Gazprombank is the main financial institution in Russia that makes payments for gas supplied to foreign counterparties, says Artem Deev, head of the analytical department at AMarkets. — That is, the Europeans themselves (at least those who still receive raw materials from the Russian Federation) are absolutely not interested in initiating sanctions against the bank. It should not be forgotten that such proposals from Poland and the Baltic states are usually ignored by the European Commission as openly populist and deliberately counterproductive. With a high degree of probability, now the outcome will be the same, otherwise it will not be the initiators of the restrictions that will be hit, but other EU states that receive raw materials from Russia via the Turkish Stream — Bulgaria. Hungary, Serbia.
Indeed, the proposed measure is fraught with additional problems for Gazprombank, to which European companies transfer dollars even under contracts with Gazprom. The credit institution exchanges this currency for rubles on the stock exchange, sending them then to Gazprom. This is how the mechanism of cross-border settlements for supplied gas works today, says Igor Yushkov, an expert at the Financial University under the Government of the Russian Federation. According to him, the bank's disconnection from SWIFT does not mean that it will no longer be possible to pay for Russian raw materials in dollars and euros. It's just that the process of transferring bank data will be delayed, and the costs for all participants in these operations will increase.
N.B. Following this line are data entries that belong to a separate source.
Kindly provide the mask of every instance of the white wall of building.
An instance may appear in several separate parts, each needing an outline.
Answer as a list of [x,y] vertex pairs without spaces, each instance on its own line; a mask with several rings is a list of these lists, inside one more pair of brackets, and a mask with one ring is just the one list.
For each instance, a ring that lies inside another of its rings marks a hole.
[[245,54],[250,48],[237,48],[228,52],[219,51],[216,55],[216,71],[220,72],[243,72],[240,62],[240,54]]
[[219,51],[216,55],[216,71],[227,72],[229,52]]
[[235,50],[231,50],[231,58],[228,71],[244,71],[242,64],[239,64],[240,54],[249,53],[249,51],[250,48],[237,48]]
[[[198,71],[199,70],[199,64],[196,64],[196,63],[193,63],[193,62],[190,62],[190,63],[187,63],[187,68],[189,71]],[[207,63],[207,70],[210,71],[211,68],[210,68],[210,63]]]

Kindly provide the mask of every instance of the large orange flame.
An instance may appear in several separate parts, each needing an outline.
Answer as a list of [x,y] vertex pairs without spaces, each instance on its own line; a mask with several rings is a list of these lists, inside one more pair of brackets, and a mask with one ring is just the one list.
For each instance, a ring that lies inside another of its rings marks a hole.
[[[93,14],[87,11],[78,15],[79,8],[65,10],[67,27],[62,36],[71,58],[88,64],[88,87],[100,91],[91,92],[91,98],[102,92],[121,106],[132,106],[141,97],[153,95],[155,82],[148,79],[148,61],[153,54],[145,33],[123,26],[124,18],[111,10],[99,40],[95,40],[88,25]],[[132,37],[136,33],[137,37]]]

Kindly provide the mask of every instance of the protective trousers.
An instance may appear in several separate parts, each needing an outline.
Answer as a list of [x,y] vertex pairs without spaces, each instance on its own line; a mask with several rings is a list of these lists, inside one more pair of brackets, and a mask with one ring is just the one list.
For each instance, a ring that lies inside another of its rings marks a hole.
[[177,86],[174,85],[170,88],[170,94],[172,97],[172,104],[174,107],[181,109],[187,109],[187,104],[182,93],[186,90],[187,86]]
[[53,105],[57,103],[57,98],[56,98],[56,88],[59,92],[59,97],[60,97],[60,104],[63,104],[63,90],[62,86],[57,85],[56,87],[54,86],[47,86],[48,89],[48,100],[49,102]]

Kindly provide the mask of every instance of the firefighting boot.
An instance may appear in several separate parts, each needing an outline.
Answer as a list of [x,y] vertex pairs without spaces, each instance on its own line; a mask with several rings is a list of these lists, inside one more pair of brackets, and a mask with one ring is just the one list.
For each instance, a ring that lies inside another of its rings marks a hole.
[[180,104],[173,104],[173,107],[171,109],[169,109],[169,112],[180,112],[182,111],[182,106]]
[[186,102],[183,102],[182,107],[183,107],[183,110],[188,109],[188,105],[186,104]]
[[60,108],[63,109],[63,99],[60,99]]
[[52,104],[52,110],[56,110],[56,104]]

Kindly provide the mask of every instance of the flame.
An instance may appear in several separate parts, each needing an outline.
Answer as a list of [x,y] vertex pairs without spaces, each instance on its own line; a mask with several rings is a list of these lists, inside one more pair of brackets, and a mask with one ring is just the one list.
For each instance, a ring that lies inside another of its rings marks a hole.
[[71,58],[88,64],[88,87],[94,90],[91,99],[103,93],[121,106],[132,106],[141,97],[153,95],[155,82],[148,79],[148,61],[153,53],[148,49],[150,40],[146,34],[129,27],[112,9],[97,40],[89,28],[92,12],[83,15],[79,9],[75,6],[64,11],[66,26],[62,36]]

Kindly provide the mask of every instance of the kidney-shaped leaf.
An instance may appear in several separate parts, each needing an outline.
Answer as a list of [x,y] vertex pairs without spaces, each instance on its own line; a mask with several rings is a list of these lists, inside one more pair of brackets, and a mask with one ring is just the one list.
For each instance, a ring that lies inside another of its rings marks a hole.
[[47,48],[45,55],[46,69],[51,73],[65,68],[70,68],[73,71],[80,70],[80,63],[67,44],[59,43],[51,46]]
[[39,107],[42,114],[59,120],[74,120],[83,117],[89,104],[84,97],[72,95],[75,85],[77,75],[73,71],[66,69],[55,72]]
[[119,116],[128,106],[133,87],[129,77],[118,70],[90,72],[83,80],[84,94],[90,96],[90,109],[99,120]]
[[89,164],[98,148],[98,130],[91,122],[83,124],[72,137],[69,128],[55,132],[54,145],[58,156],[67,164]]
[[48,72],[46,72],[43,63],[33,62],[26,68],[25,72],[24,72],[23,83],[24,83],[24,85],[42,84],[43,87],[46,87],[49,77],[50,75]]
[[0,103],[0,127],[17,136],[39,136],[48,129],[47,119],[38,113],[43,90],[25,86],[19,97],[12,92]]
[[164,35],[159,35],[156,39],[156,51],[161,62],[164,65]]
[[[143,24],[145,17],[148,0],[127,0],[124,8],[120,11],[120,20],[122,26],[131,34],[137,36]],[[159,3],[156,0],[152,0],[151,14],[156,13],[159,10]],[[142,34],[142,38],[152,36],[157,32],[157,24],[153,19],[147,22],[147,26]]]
Buyers will be able to redirect payments through alternative systems such as SPFS (Financial Messaging System launched by the Central Bank in 2014) or China's CIPS. So there will be no catastrophe, gas exports will not stop.
“It's clear why the initiative comes from Poland and the Baltic countries,” says Yushkov. — Warsaw does not interact with Gazprom in any way, since it was one of the first in the EU to refuse to switch to the ruble scheme in settlements. As for Latvia, Lithuania and Estonia, they have not officially terminated contracts with the supplier, they are just now trying to minimize purchases of Russian gas by continuing to pay for individual consignments through Gazprombank. Their political logic prevails over economic expediency.”
Exactly the same states proposed disconnecting Gazprombank from SWIFT in September 2022, when the 8th package of EU sanctions was being discussed, reminds Alexey Fedorov, TeleTrade analyst. Then their idea was naturally not supported, since an energy crisis was raging in Europe, and the heating season was ahead. Has the situation changed so much that the sanctions against Gazprombank have become a fait accompli, and not just at the level of disconnection from SWIFT, but at the level of freezing assets and blocking accounts? After all, then the Russian bank will not be able to interact with European counterparties at all.
“On the one hand, the threat remains: gas prices in Europe have dropped markedly, there are enough reserves in storage facilities,” Fedorov argues. – At the same time, over the past few decades, the EU has not yet had the experience of going through the period of preparation for the heating season and the simultaneous use of gas for current needs (electricity generation, industry) without supplies from Russia. Accordingly, from the point of view of energy security, it is not advisable for them to create such barriers themselves. In addition, Gazprombank has other options for exchanging information with European banks.”